The plum tree will take several years to prune to the desired fan shape
Recently, Kay and I went out to a nursery and bought a self-pollinating plum and an orange so that we could fill a couple of gaps in the back garden. We cut out an avocado when it became obvious it was not going to set fruit in our locality, and the other loss was a dwarf apple that produced a mass of very small fruit over the years and did not readily respond to heavy pruning.
As I planted the two trees I thought how it was possible I might not ever see them fruit and, even worse, that after my time some future owner of this section will see the orchard as an area on which another dwelling can be put.
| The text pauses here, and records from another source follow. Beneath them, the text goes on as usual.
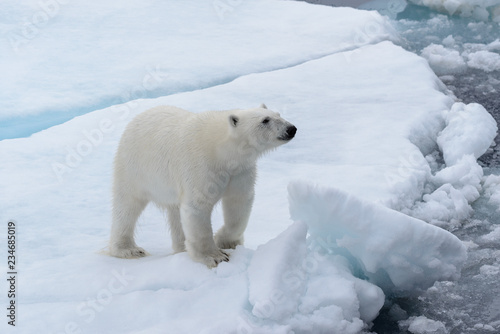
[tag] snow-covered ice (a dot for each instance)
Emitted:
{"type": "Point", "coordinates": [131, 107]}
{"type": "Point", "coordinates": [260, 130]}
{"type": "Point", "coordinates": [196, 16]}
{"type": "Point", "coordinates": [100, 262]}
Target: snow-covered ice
{"type": "Point", "coordinates": [369, 116]}
{"type": "Point", "coordinates": [62, 59]}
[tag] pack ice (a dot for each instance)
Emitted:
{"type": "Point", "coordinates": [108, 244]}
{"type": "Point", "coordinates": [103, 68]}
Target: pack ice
{"type": "Point", "coordinates": [374, 125]}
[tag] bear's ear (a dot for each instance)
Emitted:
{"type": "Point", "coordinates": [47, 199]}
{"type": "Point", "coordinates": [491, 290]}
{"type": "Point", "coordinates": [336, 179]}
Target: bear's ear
{"type": "Point", "coordinates": [233, 120]}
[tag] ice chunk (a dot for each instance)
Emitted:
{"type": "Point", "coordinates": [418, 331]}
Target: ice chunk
{"type": "Point", "coordinates": [293, 287]}
{"type": "Point", "coordinates": [443, 60]}
{"type": "Point", "coordinates": [491, 188]}
{"type": "Point", "coordinates": [399, 253]}
{"type": "Point", "coordinates": [484, 60]}
{"type": "Point", "coordinates": [470, 129]}
{"type": "Point", "coordinates": [423, 325]}
{"type": "Point", "coordinates": [276, 277]}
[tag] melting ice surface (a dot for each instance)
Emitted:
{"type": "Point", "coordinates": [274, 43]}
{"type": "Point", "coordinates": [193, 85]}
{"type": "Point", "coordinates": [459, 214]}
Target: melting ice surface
{"type": "Point", "coordinates": [383, 154]}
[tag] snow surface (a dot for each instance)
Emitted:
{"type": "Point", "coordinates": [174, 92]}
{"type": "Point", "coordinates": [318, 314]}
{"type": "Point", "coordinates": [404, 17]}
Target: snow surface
{"type": "Point", "coordinates": [65, 58]}
{"type": "Point", "coordinates": [368, 120]}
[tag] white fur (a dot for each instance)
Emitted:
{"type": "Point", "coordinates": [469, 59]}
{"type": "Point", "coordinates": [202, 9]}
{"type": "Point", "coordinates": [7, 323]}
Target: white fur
{"type": "Point", "coordinates": [186, 163]}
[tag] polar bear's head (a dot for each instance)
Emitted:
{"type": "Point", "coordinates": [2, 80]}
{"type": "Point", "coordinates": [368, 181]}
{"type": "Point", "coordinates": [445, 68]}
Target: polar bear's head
{"type": "Point", "coordinates": [260, 129]}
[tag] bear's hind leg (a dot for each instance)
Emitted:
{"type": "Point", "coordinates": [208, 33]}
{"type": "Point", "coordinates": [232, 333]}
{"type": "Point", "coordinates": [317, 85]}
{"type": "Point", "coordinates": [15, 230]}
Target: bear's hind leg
{"type": "Point", "coordinates": [236, 205]}
{"type": "Point", "coordinates": [200, 243]}
{"type": "Point", "coordinates": [126, 211]}
{"type": "Point", "coordinates": [178, 239]}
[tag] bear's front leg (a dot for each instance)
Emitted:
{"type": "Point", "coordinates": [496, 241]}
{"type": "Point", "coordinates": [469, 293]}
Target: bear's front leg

I can’t feel too strongly about that — after all, when we built our office in the back section we had to remove a couple of very nice nectarine trees.
We had visitors the other day and they (as good Aucklanders mostly are) were not used to seeing fruit trees in a garden at the back of a house. It was a time to think back more than 30 years when Kay and I first got together here and the house was new and on a bare section of wind-blown sand, without paths, fences or living plants. There was one exception that we did not know of, and that was a piece of cabbage tree root that had survived the bulldozer. It survived and grew mightily over the years.
For the rest, it was a case of miserable survival in those first few years. The fruit trees were planted in the lee of three bales of straw to stop them being blown away.
We put down paths and together with our neighbours, who were as modestly incomed then as we were, built fences but with gates between each section for quick access for borrowing tools.
Then there was the micro-farm — the self-sufficiency period when we had hutches of rabbits along one fence and guinea fowl and bantams in another area. The sand on the section benefitted greatly from the by-products, and from the trailer loads of crushed sheep dags and straw we brought in from weekend visits to the Manawatu and Wairarapa. Everything grew in profusion, once we realized how thirsty the sandy soil was.
We bought a large freezer and filled it; we traded rabbit carcasses for other goods, and; we bottled and preserved fruit and jam. Incidentally, we were both working, and when we found time to all those things I can’t imagine.
Getting back to the fruit trees, I’ve always been keen on growing apples and pears as espaliers. The trees are trained into fences running north and south with horizontal pairs of branches. It’s quite amazing how much fruit can be produced from a relatively small area.
For peaches and plums the espalier doesn’t work, but there is an alternative and that is the fan. The important time is that first year when the tree has to be convinced not to concentrate its effort on growing a central leader, and one has to be quite ruthless with the secateurs.
Finally, our grape vine that once lived in Christchurch, and a cutting was taken to Stokes Valley to grow there for 15 years before another cutting started at Paraparaumu. We grew the grape (and a number of others) in competition with Kiwifruit over a pergola, but the Kiwifruit was just too vigorous. The fruit was welcome and plentiful, but the pruning was laborious.
The grape readily took over the pergola and extended along the garage wall as well. Today, it has two main arms from a trunk that is over 100 mm thick. One arm is about 5 metres long and the other is about 11 metres. A good season gives us several barrow loads of fruit to share with friends and neighbours, as well as “Grandma’s Black Juice” — a cordial we make from grape juice and sugar and which is a very good base for a hot toddy in winter.
There are only two of us today, and some of the fruit production has been reduced. Our freezer is still full, but the home produce tends to be balanced by Pitt Island mutton and blue cod and groper fillets.
So yesterday we planted a couple of fruit trees. The orange is nestled into the lawn while the plum has been given its first lesson. The leaders were pruned back to three, with the centre cut back and the outer branches tied back under a gentle tension against the wires. In another month or so I will adjust the tension and pluck out any runaway shoots that are pointing the wrong way. If there are any little plums this year they will be plucked off so that the tree concentrates on growth. Next year, perhaps I will have a few plums to harvest.
May be in years to come some one will pick an orange or a plum and wonder who and why they grew that way. Who cares? One is never too old to plant a tree.